第48章 青い彼岸花の薬
杏(何もかもしてくれていたのだろう。)
詳しい事はあまり想像しないようにしつつ、杏寿郎はとにかく菫を寝かせようとした。
しかし、余りにも外へ出たがるのでとうとう杏寿郎は部屋に入って布団を敷き始めた。
「あ、あのっ」
杏「女性の部屋に勝手に入ることを許してくれ。だが、このままでは本当に体を壊してしまう。」
「そんな事なさらないで下さい…!まだお体に何が起こるか…あっ」
杏寿郎は菫を抱きかかえると布団に強制的に寝かせた。
起き上がろうとすると肩を押さえ、掛け布団を掛ける。
杏「それ程心配なら俺も此処に居よう。

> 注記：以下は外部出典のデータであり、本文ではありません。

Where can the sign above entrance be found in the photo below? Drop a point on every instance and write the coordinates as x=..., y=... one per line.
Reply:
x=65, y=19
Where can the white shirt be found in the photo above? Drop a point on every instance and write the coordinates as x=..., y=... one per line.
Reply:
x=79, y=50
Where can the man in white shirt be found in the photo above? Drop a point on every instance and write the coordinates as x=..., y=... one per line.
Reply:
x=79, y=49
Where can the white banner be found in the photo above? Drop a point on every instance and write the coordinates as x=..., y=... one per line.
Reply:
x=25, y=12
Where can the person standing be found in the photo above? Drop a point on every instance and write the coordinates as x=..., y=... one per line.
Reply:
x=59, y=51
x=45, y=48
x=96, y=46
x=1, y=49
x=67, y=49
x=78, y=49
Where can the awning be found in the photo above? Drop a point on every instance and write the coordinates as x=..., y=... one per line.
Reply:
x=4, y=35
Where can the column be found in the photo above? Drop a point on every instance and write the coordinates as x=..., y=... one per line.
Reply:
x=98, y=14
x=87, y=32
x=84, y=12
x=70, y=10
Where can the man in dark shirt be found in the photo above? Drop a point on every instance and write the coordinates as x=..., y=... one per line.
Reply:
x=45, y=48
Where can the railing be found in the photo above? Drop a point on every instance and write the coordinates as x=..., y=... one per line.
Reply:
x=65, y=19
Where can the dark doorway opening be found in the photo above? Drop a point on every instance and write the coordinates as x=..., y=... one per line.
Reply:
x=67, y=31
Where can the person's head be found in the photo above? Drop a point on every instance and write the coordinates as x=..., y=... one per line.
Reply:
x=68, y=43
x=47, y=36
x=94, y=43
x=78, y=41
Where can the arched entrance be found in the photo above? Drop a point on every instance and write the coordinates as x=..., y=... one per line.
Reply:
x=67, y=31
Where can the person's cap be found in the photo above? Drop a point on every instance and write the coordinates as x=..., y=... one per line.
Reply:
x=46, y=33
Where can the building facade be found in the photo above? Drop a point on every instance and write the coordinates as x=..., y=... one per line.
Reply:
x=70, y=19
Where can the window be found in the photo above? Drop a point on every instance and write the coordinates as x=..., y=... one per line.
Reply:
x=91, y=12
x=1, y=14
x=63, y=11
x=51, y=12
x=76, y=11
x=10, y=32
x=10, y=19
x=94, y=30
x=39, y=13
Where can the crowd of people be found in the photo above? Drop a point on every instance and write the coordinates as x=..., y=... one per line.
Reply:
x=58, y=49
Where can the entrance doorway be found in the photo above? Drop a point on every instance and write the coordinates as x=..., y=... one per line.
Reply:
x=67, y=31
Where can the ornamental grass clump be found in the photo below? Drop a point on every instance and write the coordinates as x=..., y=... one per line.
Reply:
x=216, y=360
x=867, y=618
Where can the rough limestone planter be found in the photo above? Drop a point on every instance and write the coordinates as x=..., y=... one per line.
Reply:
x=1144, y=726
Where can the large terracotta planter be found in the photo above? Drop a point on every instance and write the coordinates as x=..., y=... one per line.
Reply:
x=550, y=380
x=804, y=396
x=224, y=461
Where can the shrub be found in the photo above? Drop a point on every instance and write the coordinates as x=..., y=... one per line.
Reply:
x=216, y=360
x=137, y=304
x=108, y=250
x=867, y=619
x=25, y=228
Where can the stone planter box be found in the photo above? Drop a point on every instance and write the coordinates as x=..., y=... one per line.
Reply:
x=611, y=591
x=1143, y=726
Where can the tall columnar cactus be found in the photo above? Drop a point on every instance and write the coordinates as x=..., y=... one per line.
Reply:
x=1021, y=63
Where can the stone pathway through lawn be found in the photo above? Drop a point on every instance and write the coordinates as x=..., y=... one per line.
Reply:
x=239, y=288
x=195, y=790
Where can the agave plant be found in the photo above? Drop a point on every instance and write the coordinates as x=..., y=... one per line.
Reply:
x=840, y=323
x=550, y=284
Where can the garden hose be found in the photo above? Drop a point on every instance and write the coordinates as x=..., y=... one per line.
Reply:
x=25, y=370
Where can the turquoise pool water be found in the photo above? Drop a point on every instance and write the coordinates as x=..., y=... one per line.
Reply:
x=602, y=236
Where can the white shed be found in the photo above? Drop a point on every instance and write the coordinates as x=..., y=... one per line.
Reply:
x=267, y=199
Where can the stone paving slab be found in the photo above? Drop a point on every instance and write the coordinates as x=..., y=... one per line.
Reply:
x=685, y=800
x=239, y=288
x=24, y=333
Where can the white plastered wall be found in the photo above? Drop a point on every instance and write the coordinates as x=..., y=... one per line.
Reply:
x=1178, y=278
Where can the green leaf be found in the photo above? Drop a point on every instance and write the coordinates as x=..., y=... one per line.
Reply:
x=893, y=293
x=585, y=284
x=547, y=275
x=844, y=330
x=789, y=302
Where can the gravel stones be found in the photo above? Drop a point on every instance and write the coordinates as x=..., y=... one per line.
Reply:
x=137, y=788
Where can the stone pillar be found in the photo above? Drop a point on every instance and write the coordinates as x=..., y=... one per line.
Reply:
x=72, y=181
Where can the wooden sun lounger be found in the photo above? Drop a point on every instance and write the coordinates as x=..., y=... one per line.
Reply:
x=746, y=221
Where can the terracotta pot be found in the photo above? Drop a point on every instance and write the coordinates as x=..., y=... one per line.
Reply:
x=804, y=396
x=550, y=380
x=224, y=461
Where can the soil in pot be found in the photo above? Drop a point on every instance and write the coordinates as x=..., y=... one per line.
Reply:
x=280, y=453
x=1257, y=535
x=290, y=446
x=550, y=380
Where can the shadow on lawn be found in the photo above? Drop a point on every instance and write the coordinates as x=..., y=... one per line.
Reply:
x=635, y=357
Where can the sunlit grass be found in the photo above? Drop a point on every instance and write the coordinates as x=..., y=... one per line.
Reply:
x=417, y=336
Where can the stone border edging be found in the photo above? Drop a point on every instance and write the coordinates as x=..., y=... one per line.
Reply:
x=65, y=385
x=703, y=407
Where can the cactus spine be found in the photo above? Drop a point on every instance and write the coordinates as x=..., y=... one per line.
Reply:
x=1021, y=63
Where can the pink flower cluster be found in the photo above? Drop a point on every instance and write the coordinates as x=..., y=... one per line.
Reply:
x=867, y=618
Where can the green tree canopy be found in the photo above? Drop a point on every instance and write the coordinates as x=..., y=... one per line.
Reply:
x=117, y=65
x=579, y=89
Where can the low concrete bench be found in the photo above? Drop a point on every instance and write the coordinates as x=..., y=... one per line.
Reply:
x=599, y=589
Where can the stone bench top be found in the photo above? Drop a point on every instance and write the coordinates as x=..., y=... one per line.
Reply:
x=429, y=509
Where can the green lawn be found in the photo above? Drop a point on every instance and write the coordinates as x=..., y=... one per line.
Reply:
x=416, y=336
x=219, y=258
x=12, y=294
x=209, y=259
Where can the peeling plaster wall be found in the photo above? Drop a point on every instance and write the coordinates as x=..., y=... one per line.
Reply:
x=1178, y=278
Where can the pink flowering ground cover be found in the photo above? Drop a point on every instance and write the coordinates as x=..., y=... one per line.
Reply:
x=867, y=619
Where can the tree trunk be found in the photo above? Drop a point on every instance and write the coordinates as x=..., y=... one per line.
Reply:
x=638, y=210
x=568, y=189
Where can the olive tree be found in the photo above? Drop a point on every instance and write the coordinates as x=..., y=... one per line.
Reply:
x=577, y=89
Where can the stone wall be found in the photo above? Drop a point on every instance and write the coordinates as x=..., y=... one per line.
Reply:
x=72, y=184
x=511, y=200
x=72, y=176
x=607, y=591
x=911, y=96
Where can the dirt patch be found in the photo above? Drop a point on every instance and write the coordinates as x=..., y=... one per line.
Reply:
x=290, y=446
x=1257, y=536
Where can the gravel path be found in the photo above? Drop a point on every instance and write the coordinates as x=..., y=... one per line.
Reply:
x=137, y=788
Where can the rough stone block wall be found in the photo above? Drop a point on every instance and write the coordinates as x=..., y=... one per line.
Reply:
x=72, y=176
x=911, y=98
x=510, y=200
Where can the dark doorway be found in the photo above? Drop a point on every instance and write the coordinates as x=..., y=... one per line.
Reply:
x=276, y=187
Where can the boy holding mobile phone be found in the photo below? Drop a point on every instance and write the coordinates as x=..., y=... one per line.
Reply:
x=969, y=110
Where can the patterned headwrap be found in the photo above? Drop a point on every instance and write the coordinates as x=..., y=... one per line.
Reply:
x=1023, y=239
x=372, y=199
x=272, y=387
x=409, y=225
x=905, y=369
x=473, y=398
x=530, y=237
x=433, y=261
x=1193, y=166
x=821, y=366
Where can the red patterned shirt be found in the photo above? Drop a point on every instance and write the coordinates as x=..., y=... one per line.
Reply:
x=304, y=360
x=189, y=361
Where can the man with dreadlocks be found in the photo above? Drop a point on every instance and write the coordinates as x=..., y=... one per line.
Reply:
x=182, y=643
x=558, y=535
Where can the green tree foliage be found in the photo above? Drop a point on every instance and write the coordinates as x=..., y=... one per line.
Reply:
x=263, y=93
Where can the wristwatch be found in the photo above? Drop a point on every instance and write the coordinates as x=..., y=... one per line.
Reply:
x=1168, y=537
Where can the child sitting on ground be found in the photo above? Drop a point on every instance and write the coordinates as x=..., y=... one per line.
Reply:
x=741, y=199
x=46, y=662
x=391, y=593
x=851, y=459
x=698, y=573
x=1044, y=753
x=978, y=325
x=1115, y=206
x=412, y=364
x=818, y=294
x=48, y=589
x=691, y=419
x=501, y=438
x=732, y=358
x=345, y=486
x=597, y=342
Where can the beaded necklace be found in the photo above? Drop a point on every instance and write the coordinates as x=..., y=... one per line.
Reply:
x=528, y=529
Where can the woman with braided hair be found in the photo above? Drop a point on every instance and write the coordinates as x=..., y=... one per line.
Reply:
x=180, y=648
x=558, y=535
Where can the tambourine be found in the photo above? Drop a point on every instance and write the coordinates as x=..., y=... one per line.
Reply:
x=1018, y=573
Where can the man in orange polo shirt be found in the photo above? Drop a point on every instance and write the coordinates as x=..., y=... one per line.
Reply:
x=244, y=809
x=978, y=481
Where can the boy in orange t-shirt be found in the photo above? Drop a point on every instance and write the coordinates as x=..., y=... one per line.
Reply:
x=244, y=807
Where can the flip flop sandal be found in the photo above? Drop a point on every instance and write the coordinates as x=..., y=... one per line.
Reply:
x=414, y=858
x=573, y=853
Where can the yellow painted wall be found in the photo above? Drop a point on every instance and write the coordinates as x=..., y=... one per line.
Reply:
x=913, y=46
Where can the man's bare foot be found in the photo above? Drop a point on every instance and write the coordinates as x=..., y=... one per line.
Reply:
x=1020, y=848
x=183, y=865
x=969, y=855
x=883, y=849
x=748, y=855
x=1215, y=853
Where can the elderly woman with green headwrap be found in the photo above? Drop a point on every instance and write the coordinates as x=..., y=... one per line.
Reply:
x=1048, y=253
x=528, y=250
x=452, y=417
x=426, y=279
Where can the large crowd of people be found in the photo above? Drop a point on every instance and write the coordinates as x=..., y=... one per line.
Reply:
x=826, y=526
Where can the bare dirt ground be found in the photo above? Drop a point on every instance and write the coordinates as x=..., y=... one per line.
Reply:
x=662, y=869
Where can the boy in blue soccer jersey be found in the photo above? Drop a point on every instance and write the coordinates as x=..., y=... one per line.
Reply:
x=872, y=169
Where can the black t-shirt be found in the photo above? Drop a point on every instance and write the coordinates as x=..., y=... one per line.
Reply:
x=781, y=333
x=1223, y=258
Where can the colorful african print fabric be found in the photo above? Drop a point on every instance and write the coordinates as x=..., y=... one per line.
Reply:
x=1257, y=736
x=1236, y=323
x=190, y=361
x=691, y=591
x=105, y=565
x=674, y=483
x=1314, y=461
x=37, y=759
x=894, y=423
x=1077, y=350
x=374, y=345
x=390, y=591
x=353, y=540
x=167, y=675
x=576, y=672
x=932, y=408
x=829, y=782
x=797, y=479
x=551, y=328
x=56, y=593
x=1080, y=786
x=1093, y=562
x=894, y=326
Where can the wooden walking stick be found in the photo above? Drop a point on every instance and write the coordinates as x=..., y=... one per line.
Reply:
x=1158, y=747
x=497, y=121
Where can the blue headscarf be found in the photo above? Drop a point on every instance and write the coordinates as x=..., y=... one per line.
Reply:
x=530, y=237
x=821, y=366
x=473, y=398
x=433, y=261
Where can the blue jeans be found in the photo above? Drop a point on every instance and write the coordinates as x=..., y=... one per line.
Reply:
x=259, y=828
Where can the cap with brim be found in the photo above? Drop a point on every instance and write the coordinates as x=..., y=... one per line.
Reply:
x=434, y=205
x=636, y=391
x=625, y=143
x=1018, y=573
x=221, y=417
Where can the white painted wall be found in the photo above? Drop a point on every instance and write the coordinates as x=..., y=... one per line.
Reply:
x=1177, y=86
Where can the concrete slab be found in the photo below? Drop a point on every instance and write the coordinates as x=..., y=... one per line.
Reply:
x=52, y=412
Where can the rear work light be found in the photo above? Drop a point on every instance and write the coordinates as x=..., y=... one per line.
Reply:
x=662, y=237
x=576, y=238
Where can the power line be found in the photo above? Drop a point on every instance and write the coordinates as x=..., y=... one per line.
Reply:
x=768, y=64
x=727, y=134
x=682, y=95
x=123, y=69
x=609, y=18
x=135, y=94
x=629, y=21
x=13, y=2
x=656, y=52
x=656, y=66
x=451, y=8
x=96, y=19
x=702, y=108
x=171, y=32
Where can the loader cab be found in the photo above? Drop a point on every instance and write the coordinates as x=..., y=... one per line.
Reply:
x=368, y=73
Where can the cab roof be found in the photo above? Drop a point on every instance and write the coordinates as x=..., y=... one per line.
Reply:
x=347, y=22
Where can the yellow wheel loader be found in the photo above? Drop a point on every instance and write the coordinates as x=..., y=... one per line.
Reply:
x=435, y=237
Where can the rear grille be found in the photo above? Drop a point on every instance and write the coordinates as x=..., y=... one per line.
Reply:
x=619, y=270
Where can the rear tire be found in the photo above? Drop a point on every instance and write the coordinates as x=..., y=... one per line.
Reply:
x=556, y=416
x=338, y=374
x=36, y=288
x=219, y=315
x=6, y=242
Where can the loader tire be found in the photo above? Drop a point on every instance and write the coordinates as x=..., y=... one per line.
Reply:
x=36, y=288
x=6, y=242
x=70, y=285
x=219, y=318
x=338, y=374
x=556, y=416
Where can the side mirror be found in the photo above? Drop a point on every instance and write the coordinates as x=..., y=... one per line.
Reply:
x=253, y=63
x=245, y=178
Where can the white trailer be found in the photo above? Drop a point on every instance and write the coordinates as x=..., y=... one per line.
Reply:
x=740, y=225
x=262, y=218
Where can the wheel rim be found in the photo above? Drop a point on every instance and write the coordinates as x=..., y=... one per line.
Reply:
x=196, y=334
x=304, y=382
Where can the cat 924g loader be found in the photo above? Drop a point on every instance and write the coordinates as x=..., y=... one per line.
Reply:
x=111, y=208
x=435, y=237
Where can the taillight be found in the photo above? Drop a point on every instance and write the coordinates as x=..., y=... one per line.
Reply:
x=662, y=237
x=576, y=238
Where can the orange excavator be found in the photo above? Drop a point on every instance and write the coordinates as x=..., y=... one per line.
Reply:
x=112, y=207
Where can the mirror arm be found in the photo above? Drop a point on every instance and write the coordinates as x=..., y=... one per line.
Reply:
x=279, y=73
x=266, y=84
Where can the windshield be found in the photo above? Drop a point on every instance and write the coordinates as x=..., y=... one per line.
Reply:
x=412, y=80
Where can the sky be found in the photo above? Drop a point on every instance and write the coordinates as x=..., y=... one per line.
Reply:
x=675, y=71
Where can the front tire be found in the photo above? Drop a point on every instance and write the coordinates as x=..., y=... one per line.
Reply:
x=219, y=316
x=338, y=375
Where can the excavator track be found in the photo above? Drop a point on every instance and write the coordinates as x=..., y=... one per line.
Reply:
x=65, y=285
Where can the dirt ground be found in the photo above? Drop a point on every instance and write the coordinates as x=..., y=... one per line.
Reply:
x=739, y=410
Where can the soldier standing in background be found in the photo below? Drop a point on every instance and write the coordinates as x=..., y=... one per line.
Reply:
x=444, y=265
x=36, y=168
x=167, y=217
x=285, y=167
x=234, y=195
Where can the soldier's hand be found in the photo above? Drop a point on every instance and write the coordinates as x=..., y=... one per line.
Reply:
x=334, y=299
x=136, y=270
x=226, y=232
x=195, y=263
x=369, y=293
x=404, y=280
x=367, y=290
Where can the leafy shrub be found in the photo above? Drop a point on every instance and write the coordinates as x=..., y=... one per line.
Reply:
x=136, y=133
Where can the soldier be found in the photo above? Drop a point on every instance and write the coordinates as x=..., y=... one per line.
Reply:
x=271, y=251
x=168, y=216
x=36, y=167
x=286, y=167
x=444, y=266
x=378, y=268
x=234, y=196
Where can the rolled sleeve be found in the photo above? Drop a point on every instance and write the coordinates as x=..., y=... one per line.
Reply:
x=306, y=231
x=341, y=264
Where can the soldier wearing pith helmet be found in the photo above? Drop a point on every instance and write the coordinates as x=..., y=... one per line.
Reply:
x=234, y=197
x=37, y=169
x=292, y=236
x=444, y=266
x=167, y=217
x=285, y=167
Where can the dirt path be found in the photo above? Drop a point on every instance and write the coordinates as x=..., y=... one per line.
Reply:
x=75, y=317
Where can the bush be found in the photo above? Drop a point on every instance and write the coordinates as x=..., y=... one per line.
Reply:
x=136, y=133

まだ目眩がするので丁度良い。」
「目眩…。」
菫はそれを聞くと部屋をちらりと見てから杏寿郎の浴衣の袖を引っ張った。
「では杏寿郎様も此方でもう少しお休みになられて下さい。手を繋いでいて欲しいです。」
菫がまだ不安がっている事に気が付いた杏寿郎は、『そんな事をして良いのか。』という思いとの間で板挟みになって少しだけ固まった後、微笑んで承諾した。
杏(蝶屋敷の時とは訳が違う。此処は菫さんの部屋だ。本当に良かったのだろうか。)
そんな事を悶々と考えている間に布団は敷き終わってしまった。
菫が手を繋ぎたいと言った為に布団はなかなか近い距離に敷いてある。